Fig. 5 is that the method for the present invention vehicle obstacle-avoidance plans displacement curve schematic diagram;
Fig. 6 is tracing control effect diagram of the method for the present invention based on Model Predictive Control;
Wherein: 1 first path, 2 second paths, 3 barriers, XsafeFor previously given safe distance.
Specific embodiment
Technical solution of the present invention is discussed in detail below in conjunction with attached drawing:
The present invention provides a kind of vehicle obstacle-avoidance trajectory planning and tracking and controlling method, this method including the following steps:
Step 1: proposing a kind of obstacle-avoiding route planning based on three sections of sinusoidal pattern optimization thought: based on onboard sensor
System, when having barrier in vehicle detection to front lane, there are many modes of taking wheel steering avoiding obstacles,
As in Fig. 2 first path 1 and the second path 2, but the effect that both paths avoid barrier is different, first path
1 is before longitudinal direction of car displacement reaches barrier, and lateral displacement alreadys exceed the lateral position of barrier, has realized that safety is kept away
Barrier, the second path 2 are after longitudinal direction of car displacement reaches barrier, and lateral displacement is just more than the lateral position of barrier, though
It can also realize avoidance, but for security standpoint, the efficiency and degree of safety of avoidance first path 1 want high;
The present invention always turns to needed for design vehicle under the constraint that the length travel for meeting planning path is less than safe distance
The time optimal path curve of avoidance, the expectation in this, as subsequent tracking control unit input path;
Using the curve form of three-stage sinusoidal pattern side acceleration, that is, it is divided into accelerating sections, at the uniform velocity section and braking section, and add
Fast section and braking section are designed as the sinusoidal form with symmetric form, can be with by the quadratic integral to lateral acceleration curve
Lateral displacement curve is obtained, as shown in Figure 3;
Define T1For the duration of vehicle accelerating sections during avoidance, T2For vehicle during avoidance the at the uniform velocity duration of section,
T3For the duration of braking section during vehicle obstacle-avoidance, wherein T1=T3;aypFor the vehicle maximum side acceleration cooked up, vypFor
The vehicle maximum side velocity cooked up, yhopeFor desired vehicle lateral displacement, t is always to turn to avoidance time, t needed for vehicle
=T1+T2+T3;Vehicle lateral acceleration and vehicle lateral displacement for planning can be used specific formula to be described, and accelerate
Section, the vehicle lateral acceleration curve equation of at the uniform velocity section and braking section are respectively as follows:0,By the quadratic integral to lateral acceleration curve, accelerating sections, at the uniform velocity section can be obtained and subtracted
The lateral displacement curve formula of the vehicle of fast section is respectively as follows:vyp(t-T1)+aypT1 2/ π,
It is planned according to each stage and is always turned to needed for SIN function magnitude relation of the curve at each time point calculates vehicle
The avoidance time are as follows:
And there is formula (2) establishment:
By always to turn to avoidance time t needed for vehicle for target to be optimized, with the maximum lateral acceleration of the vehicle cooked up
Spend aypWith the vehicle maximum side velocity v cooked upypFor variable to be optimized, meeting avoidance curve to crew comfort (i.e.

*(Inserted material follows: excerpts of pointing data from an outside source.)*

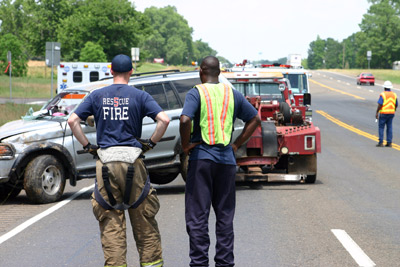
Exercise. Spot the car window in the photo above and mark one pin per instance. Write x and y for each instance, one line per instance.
(183, 86)
(162, 93)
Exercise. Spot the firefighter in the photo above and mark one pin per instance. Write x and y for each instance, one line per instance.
(387, 105)
(213, 107)
(122, 181)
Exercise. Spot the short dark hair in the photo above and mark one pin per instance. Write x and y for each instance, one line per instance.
(121, 63)
(210, 66)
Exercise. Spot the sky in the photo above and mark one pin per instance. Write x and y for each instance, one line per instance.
(266, 29)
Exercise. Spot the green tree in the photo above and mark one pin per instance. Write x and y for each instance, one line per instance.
(333, 54)
(42, 18)
(316, 54)
(381, 26)
(172, 36)
(201, 50)
(92, 53)
(10, 42)
(11, 17)
(114, 25)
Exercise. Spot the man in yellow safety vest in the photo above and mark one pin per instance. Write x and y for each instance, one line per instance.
(211, 108)
(387, 105)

To the constraint of the clipping of side acceleration and side velocity) and planning path terminal length travel be less than safe distance and constrain feelings
Under condition, following optimization problem such as formula (3) can establish, that is, pass through optimization aypAnd vypMake always to turn to avoidance time t needed for vehicle
Minimum, and during always turning to avoidance time t needed for the smallest vehicle of solution, it is necessary to meet constraint condition s.t.:
Wherein, vymaxAnd aymaxThe respectively maximum side velocity that can allow for of vehicle control system and side acceleration, vx
For longitudinal direction of car travel speed, XsafeFor previously given safe distance, i.e. lengthwise position between vehicle and barrier is poor,
Be exactly vehicle central point and barrier against that end of vehicle vertical range of the end face between longitudinal direction, in the present embodiment
Emulation experiment in, previously given safe distance XsafeFor 62m;
The vehicle side of avoidance time t substitution accelerating sections, at the uniform velocity section and braking section will be always turned to needed for obtained minimum vehicle
To displacement curve formula, obtain always turning to the vehicle desired trajectory in the case of avoidance time optimal needed for vehicle.
It next is exactly that upper vehicle desired trajectory is tracked by Model Predictive Control Algorithm.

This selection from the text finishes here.